I have a page URL column components of which are delimited by /
. I tried to run the SPLIT()
function in BigQuery but it only gives the first value.
#standardSQL
SELECT SPLIT(path, '/')[OFFSET(0)] part1,
SPLIT(path, '/')[OFFSET(1)] part2,
SPLIT(path, '/')[OFFSET(2)] part3
FROM (SELECT "/a/b/aaaa?c" path)
Now I understand you want them in different columns.

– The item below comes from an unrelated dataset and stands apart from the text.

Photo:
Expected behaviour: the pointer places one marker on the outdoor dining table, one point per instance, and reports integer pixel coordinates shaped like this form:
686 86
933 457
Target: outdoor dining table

An alternative to the query you provided:
SELECT FIRST(SPLIT(path, '/')) part1,
NTH(2, SPLIT(path, '/')) part2,
NTH(3, SPLIT(path, '/')) part3
FROM (SELECT "/a/b/aaaa?c" path)
NTH(X, SPLIT(s))
will provide the Xth value from the SPLIT. FIRST(s)
is the same as NTH(1, s)
You can also try the following with SPLIT function, however you need to know how many '/' your url would have or make enough entries so that if your url contains more '/' then you can still get those values in the seperate columns
SPLIT(`url`, '/')[safe_ordinal(1)] AS `Col1`,
SPLIT(`url`, '/')[safe_ordinal(2)] AS `Col2`,
SPLIT(`url`, '/')[safe_ordinal(3)] AS `Col3`,
SPLIT(`url`, '/')[safe_ordinal(4)] AS `Col4`,
.
.
SPLIT(`url`, '/')[safe_ordinal(N)] AS `ColN`
Solved it in a way.
SELECT
date,
hits_time,
fullVisitorId,
visitNumber,
hits_hitNumber,
X.page_path,
REGEXP_EXTRACT(X.page_path,r'/(\w*)\/') as one,
REGEXP_EXTRACT(X.page_path,r'/\w*\/(\w*)') as two,
REGEXP_EXTRACT(X.page_path,r'/\w*\/\w*\/(\w*)') as three,
REGEXP_EXTRACT(X.page_path,r'/\w*/\w*/\w*\/(\w*)\/.*') as four
from
(
select
date, hits_time, fullVisitorId, visitNumber, hits_hitNumber,
REGEXP_REPLACE (hits_page_pagePath, '-', '') as page_path
from
[Intent.All2mon]
) X
limit 1000
in standard sql, you can use the following functions:
array[OFFSET(zero_based_offset)]
array[ORDINAL(one_based_ordinal)]
so
SELECT SPLIT(path, '/')[OFFSET(1)] part2,
SPLIT(path, '/')[ORDINAL(2)] part2_again,
SPLIT(path, '/')[ORDINAL(3)] part3
FROM (SELECT "/a/b/aaaa?c" path)
part2 part2_again part3
a a b
part1
in this case, is empty string (before the first slash)
This works for me:
SELECT SPLIT(path, '/') part
FROM (SELECT "/a/b/aaaa?c" path)
Row part
1 a
2 b
3 aaaa?c
Not sure why it wouldn't work for you. What does your data look like?